An actor or director might phrase it differently and say that Closer requires more than a few manufactured moments - Why does Dan suddenly desire Anna? At what point did Dan decide Alice was "needy?" What reason does Anna have to date Larry after she meets him in the park? These questions aren't answered in the script, but must be addressed in the production, and unfortunately, the cast as a whole wasn't able to provide many answers. It often seemed as though the actors were rushing through Marber's ridiculous dialogue to get to the part where it all to comes together, but in the end, they were putting too much trust in faulty material.
Though, there were a few precious moments when things did appear to come together. Early in the play Anna takes Alice's picture as Alice confronts her about Dan. Elyse Fisher, the actress playing Alice, was good at imbuing Alice's otherwise lethargic dialogue with greater depth. The directness of Alice's appeal as Anna snapped her photograph created a moment that really resonated.
Another moment overcame Marber's particularly clumsy dramatic handling of the concept of time.

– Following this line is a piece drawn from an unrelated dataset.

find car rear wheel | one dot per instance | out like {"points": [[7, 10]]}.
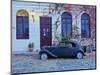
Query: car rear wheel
{"points": [[79, 55], [44, 56]]}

We don't watch time accumulate in Closer, rather we are told that time accumulates - until a scene between Alice and Dan near the end of the play when, in a hotel room, Fisher and BranDon Walker (Dan) bring what is easily Closer's best scene to a climax as we watch them reminisce then remember then lie. But even the well-played moments couldn't off set the production's weaker ones. For instance, I questioned the director's instincts when - in a contentious scene between Larry and Anna involving the violation of a certain couch - he chose to play the entire scene on said couch.
In the end, one too many scenes caved under the clunky weight of Marber's words. I was just sorry the cast didn't put up more of a fight.